4 Within a given renegotiation process, none of these obligations claims sole validity. Rather, they are starting points for determining what is required of the parties in each individual case, by examining the nature of the contract and the combined effect of its provisions, and the type of risks realised.
5 The weighing-up of various factors will be subject to the principle of good faith and in particular the notions of fairness and reasonableness derived from this. Thus, a party will be subject to fewer requirements if the opposite side also makes no moves to support the negotiation process. This follows from the idea of cooperation as a distributor of legal duties, on which most of the above mentioned obligations are based. The idea of an asymmetrical distribution of information also needs to be considered when weighing-up. According to this, the obligation of one party to make its own suggestions during the renegotiation process is proportionately smaller in so far as the other party is in a better position to make progress towards a solution due to technical conditions or the distribution of risks in the contract. Timing also has a role to play in determining the negotiation obligations of the parties. So the obligation to provide concrete suggestions for a solution needs to be fulfilled to an increasingly higher standard the more the negotiations proceed.

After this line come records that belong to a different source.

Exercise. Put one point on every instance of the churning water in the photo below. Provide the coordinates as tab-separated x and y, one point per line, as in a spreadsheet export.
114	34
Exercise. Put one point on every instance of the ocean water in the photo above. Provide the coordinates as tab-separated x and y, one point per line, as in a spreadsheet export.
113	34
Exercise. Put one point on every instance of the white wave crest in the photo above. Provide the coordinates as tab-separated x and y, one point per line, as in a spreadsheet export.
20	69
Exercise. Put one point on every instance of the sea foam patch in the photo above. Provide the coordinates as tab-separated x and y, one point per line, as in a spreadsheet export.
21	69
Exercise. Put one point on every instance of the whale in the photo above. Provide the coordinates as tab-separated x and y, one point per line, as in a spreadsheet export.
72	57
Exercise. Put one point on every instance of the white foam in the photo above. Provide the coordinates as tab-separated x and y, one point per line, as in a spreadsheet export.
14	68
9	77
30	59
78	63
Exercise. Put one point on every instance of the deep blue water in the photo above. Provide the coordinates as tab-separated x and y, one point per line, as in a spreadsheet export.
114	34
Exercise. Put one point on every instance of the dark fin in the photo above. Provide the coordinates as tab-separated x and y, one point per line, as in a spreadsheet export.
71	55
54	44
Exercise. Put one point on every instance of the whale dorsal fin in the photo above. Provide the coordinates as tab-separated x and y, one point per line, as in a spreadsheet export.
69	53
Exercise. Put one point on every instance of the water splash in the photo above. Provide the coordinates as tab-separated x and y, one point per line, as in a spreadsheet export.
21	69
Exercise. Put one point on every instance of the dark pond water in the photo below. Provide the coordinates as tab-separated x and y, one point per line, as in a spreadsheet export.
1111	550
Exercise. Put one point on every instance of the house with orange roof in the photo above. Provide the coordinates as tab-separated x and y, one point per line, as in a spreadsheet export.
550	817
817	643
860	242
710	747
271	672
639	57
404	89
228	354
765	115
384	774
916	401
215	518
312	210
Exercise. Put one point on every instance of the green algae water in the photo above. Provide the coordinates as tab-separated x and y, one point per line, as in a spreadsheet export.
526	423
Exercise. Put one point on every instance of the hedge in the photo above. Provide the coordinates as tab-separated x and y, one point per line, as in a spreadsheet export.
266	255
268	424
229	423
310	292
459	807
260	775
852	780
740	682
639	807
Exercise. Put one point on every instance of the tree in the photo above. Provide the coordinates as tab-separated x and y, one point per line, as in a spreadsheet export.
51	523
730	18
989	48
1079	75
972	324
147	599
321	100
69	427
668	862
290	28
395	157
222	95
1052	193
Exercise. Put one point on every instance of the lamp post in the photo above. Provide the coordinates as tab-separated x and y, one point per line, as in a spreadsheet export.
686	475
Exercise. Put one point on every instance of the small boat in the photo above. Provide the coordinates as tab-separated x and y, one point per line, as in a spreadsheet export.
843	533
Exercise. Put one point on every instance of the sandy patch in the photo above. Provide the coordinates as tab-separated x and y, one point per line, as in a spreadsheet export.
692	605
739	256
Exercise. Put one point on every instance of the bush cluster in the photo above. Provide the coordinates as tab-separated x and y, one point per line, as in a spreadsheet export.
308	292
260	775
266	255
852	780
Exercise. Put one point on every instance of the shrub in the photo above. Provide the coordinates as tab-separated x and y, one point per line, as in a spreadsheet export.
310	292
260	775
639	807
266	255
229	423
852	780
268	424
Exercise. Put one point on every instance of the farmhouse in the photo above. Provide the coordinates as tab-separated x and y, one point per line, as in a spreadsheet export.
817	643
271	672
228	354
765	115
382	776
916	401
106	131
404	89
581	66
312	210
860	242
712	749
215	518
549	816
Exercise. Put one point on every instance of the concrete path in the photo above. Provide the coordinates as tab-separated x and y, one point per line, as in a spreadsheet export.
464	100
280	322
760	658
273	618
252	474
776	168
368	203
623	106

6 A party's liability for damages arising from a breach of the duty to renegotiate can be assumed only in exceptional cases. Here too, the special legal nature of this duty should be taken into account. Merely not reaching agreement will not in itself constitute a breach of obligation. Instead, this is assumed where the non-agreement is proven to be caused by a gross breach of obligation in bad faith by the other side. This could be the case for example where proceedings are unjustifiably delayed or negotiations are intentionally obstructed or where proposals by one side are obviously rejected for other reasons than normal business judgement. Only under these circumstances can it be assumed that a reasonable person in a comparable situation would have made greater efforts.